Amables, atentos y serviciales.
El estacionamiento frente al hotel es limitado, pero gracias a su ubicación estratégica, pudimos estacionar al otro lado de la calle (es un estacionamiento público oficial del gobierno, así que es gratuito ya que se paga al entrar).
Por favor, mantengan esto en buen estado.
Elegimos la "habitación ejecutiva nueva".
El aire acondicionado se mantuvo fresco a pesar del calor extremo de Pangandaran, el ventilador también funcionaba bien, el calentador de agua era eficiente, la habitación estaba bastante limpia, había una alfombra de oración y un Corán en el armario, y las comodidades eran completas.
El hotel no está en primera línea de playa, pero hay un atajo de unos 100-200 metros que lleva a pie a la playa oeste de Pangandaran.
Hay dos piscinas, no muy grandes pero suficientes, y lo que las hace destacar es que tienen mucha sombra y se pueden usar hasta la noche.
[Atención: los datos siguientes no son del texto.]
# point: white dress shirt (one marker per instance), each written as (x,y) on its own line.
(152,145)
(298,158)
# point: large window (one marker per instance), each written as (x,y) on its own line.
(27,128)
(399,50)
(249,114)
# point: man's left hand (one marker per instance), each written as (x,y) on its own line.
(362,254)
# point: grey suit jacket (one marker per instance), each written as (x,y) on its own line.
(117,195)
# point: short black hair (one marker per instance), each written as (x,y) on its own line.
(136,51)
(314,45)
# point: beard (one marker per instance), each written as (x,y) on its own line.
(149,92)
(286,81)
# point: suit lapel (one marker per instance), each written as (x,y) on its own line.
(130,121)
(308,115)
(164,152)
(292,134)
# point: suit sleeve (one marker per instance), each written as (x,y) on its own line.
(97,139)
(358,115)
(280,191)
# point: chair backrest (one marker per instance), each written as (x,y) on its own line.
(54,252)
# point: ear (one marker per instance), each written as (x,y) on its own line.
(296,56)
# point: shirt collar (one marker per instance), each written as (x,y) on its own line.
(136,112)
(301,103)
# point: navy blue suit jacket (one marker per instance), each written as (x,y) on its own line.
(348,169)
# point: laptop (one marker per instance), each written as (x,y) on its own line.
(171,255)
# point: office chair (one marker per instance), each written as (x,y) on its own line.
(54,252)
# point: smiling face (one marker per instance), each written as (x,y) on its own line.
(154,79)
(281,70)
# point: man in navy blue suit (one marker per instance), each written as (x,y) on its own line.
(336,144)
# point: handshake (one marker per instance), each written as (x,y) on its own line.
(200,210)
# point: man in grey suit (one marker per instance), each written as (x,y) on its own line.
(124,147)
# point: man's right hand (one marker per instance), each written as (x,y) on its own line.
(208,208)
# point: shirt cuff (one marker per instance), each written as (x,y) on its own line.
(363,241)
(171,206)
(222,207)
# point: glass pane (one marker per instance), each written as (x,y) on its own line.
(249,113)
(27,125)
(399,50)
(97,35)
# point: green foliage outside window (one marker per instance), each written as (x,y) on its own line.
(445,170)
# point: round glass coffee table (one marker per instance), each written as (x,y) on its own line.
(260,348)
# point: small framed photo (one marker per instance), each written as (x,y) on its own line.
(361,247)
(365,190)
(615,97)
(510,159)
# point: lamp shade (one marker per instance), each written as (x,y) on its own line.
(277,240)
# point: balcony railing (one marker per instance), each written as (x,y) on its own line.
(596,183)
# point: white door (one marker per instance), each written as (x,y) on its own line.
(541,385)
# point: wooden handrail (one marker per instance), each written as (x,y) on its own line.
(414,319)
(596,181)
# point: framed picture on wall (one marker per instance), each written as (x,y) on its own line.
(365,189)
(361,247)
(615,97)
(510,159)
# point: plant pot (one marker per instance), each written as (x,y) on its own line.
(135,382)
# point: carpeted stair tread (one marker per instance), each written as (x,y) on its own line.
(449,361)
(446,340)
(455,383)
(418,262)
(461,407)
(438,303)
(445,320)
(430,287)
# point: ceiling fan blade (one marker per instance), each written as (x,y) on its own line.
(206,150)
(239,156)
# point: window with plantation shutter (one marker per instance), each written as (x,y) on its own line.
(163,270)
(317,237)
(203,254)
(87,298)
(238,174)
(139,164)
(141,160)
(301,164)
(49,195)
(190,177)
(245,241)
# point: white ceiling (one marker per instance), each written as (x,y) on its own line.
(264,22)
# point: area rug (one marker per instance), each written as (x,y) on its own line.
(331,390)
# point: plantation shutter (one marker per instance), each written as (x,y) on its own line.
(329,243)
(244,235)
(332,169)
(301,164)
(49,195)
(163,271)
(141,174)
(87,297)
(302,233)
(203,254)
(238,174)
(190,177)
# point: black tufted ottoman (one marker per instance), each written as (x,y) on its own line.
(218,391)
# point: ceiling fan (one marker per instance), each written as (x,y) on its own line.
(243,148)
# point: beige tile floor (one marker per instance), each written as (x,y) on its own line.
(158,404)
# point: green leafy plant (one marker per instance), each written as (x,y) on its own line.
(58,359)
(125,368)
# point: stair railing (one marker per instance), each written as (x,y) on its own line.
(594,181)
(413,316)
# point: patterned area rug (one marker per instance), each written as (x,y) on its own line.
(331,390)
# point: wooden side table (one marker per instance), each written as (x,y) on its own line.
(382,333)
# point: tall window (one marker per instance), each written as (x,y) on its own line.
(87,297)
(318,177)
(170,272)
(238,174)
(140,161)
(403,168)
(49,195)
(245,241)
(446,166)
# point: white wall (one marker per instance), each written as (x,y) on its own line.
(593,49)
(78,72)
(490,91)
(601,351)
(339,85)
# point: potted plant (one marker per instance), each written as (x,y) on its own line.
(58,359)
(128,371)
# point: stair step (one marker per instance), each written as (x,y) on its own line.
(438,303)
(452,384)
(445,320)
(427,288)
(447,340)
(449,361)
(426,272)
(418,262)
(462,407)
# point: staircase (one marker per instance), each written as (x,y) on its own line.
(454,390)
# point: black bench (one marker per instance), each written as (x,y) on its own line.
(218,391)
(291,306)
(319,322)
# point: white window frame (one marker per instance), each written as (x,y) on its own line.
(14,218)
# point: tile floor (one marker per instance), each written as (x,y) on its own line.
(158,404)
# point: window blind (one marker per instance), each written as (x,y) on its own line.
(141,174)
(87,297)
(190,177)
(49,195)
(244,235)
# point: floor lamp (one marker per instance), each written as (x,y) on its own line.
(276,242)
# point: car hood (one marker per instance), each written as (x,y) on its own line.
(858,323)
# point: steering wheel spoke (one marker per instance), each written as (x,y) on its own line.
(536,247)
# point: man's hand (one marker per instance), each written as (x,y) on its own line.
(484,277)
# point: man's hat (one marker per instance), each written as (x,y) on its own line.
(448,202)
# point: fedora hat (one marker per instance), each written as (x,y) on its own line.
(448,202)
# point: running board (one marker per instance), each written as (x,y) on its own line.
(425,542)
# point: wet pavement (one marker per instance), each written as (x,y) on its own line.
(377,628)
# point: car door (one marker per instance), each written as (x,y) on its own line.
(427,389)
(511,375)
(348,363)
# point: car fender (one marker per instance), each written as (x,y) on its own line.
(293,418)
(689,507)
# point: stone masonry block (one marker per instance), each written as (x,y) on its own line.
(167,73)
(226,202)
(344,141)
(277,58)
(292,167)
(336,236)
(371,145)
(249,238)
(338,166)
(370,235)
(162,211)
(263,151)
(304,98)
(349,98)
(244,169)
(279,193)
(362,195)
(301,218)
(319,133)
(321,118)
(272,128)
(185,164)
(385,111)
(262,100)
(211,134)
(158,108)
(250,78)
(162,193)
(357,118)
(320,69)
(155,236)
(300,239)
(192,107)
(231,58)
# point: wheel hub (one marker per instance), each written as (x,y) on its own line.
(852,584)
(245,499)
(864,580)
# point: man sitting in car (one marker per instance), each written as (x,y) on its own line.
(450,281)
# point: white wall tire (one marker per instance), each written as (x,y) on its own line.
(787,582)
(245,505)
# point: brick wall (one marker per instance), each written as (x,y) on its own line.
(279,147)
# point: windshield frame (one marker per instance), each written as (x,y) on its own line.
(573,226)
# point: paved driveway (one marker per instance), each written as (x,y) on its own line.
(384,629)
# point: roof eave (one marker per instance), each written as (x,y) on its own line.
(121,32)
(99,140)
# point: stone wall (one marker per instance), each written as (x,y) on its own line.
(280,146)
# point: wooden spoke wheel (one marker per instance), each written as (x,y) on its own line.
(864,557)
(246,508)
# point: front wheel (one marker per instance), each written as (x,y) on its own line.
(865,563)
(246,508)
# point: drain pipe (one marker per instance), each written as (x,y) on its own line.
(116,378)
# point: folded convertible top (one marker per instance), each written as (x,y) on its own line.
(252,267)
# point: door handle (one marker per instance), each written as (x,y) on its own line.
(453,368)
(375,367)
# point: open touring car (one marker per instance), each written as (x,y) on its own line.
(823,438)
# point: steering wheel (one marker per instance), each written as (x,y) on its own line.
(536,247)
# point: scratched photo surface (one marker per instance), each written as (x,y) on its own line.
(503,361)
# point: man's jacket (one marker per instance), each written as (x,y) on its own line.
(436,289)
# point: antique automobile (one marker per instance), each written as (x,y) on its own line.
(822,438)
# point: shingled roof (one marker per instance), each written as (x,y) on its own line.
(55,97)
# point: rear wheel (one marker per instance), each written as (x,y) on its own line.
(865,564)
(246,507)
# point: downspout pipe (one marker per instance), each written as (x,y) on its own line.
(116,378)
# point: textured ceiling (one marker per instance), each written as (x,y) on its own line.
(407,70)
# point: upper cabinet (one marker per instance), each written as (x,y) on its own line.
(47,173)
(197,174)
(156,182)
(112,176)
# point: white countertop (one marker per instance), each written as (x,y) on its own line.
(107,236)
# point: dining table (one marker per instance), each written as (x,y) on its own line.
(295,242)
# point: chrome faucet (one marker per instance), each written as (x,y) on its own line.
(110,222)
También hay una zona de duchas cerca de las piscinas por si quieres ir a la piscina sin tener que volver a tu habitación después de nadar en la playa.
El desayuno era bastante variado, e incluso quienes desayunamos a las 9:15 tuvimos comida y bebida rellenas.
Los precios del servicio de habitaciones eran bastante asequibles. La comida estaba deliciosa y el servicio fue rápido. En cuanto al personal, el servicio fue muy satisfactorio.
Amables, atentos y serviciales.
El estacionamiento frente al hotel es limitado, pero gracias a su ubicación estratégica, pudimos estacionar al otro lado de la calle (es un estacionamiento público oficial del gobierno, así que es gratuito ya que se paga al entrar).
Por favor, mantengan esto en buen estado.